I didn’t want to believe it. Even amid her depression and loss, she wouldn’t have sent me away like that. We were a team. She’d said it over and over to me until… Until she’d walked into a pond and let herself drown. Until she’d wrung the bell on life and left her own family―her son―shorthanded.
“I was there as much as they’d let me,” Carson said, as if trying to make it up to me. As if trying to show himself in a different light, and I hated to admit it was working. The times he’d sponsored the chess team and the debate team and every single sport I’d been involved with came rushing over me, not as Carson trying to prove he was an important man, but trying to prove I was important to him.
God, what a fucked-up life I’d lived.
The discussions we’d had about my role with the company whenever I’d come home from my deployments hit me equally hard. I’d thought he’d been demanding I give it all up to play the role he wanted for me, but maybe it had just been his way of leaving the door open. Had I been so blinded by grief, sadness, and hate that I hadn’t seen it for what it was? Him waiting for me to take the hand he was holding out?
I’d barely spoken a word during our conversation, but now I literally couldn’t. I wasn’t sure what to say as I tried to adjust the entire filmstrip of my life in my head with a different filter.

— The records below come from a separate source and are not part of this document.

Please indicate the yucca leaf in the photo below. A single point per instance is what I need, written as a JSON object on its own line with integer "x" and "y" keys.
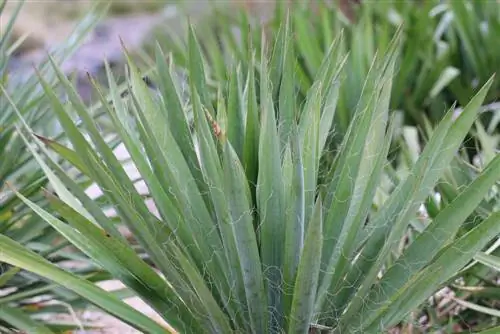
{"x": 240, "y": 205}
{"x": 488, "y": 260}
{"x": 440, "y": 232}
{"x": 358, "y": 155}
{"x": 293, "y": 179}
{"x": 270, "y": 202}
{"x": 287, "y": 112}
{"x": 235, "y": 112}
{"x": 449, "y": 261}
{"x": 176, "y": 117}
{"x": 404, "y": 200}
{"x": 304, "y": 294}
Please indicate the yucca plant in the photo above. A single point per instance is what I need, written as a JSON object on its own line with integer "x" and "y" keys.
{"x": 441, "y": 61}
{"x": 23, "y": 295}
{"x": 254, "y": 231}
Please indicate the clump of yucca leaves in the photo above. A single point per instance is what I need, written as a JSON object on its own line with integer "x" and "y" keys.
{"x": 255, "y": 232}
{"x": 21, "y": 293}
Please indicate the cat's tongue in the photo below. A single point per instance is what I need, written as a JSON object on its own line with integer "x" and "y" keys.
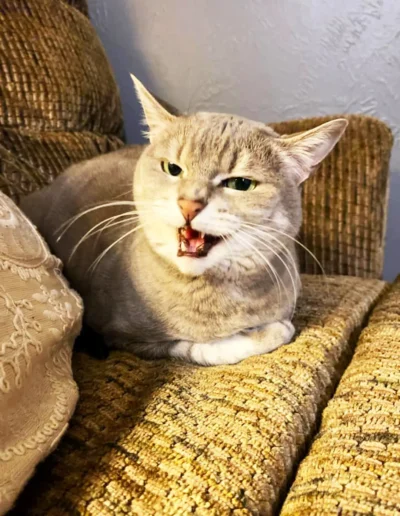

Once more, he was the one to do the talking. “When you went to the academy, I understood it. It was a continuation of what you’d been taught. And when you told me you were going to be a SEAL, I understood that as well. A young man wanting to prove he could be the best of the best. The challenge. The honor.” He gave me a wry smile. “The women.”
I snorted.
“I was young once, too,” he said, keeping a smile I wasn’t sure how to read because it was obvious I’d been reading him wrong for years. “Whenever you came home and I talked about the company, it was because I wanted you to know this is yours. That it’s all waiting for you. That we’re all waiting for you.”

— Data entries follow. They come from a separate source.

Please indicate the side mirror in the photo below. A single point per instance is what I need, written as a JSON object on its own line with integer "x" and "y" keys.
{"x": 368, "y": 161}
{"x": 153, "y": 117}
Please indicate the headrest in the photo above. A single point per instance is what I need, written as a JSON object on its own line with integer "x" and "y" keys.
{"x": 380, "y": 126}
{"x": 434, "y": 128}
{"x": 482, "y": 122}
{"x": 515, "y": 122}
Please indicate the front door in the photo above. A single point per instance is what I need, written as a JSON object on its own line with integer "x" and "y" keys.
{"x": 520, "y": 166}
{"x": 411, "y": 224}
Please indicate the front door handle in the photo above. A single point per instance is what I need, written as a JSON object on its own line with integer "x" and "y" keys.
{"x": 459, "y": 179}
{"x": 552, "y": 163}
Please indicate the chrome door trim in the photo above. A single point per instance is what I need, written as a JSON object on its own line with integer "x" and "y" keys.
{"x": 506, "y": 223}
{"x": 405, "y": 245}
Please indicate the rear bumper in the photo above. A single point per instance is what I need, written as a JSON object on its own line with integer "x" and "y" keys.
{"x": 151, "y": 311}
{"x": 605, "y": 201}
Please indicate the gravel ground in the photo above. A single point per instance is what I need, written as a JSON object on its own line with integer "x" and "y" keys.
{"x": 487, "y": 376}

Damn. Tears glittered in his eyes, and I had to look away before I lost it myself. I pushed my nails into my palms.
“Henry has been taking over more and more of the business so I can step down and focus on diversifying our products. I’m hoping to travel a little more. But Henry certainly isn’t relishing holding both COO and CEO titles. We’ve been trying to figure out how―who―we could count on. You could take the operations role. It’s yours if you want it.”
There it was. The shove. The little push that had my emotions turning back to stone even as I tried to see it from my new vantage point. The angle where he wasn’t the villain of my story. I swallowed my pride and years of anger as I said, “I know nothing of the business. There has to be plenty of people who would do a better job.”
“I’ve never made it a secret amongst the staff that you would eventually take your place on the management team. No one is going to feel stepped over if that is what you’re suggesting.”
This was the reason we’d fought. He made assumptions. He acted like there was no choice for me but this. I couldn’t help taunting him a little. Our old ways too hard to let go of. “I’ve always insisted that I didn’t want it. I told you to sell it and be rid of the entire headache.”
He nodded. “I guess I’m as stubborn as you. I wouldn’t let go of the hope.”
We sat there a moment, weighing each other’s words. I didn’t want to give him hope. Even if I decided to give up the SEALs—which I wasn’t set on—it didn’t mean I’d run home with my tail between my legs. I couldn’t see myself sitting behind this desk. I could work for Garner. Hell, I could start my own security company and do a better job than he was doing. So, I told Carson the truth. “I don’t know that I’ve changed my position.”
We eyed each other for a long time, and as always, I wasn’t the one to look away.
“You’re here,” he said, waving his hand at Mom’s office. “It means something.”
And I couldn’t correct him. Because it did. It meant something. I just wasn’t sure what it was, or if I’d ever give him the answer he wanted.
“Henry and I happen to be meeting today to go over the five-year plan and my semi-retirement. Would you like to sit in? Just to hear what’s going on?”
It sounded like the worst thing I could do. Talking crop rotation and oil sales was a completely different type of planning than talking tactical entry points and evac locations. But I also felt like maybe I owed it to him and myself to do it. Like I owed it to the kid who’d loved Carson with a hero-like worship.
“I can do that,” I said, and it looked like a weight was lifted from his shoulders, but it was placed on mine instead. I wanted to throw it off but knew it was too late.
Carson introduced me to some of the staff as they filtered in. I stored away the names I wasn’t sure I’d ever use. And then Henry showed up, surprise written on his face at the sight of me. I was surprised as well.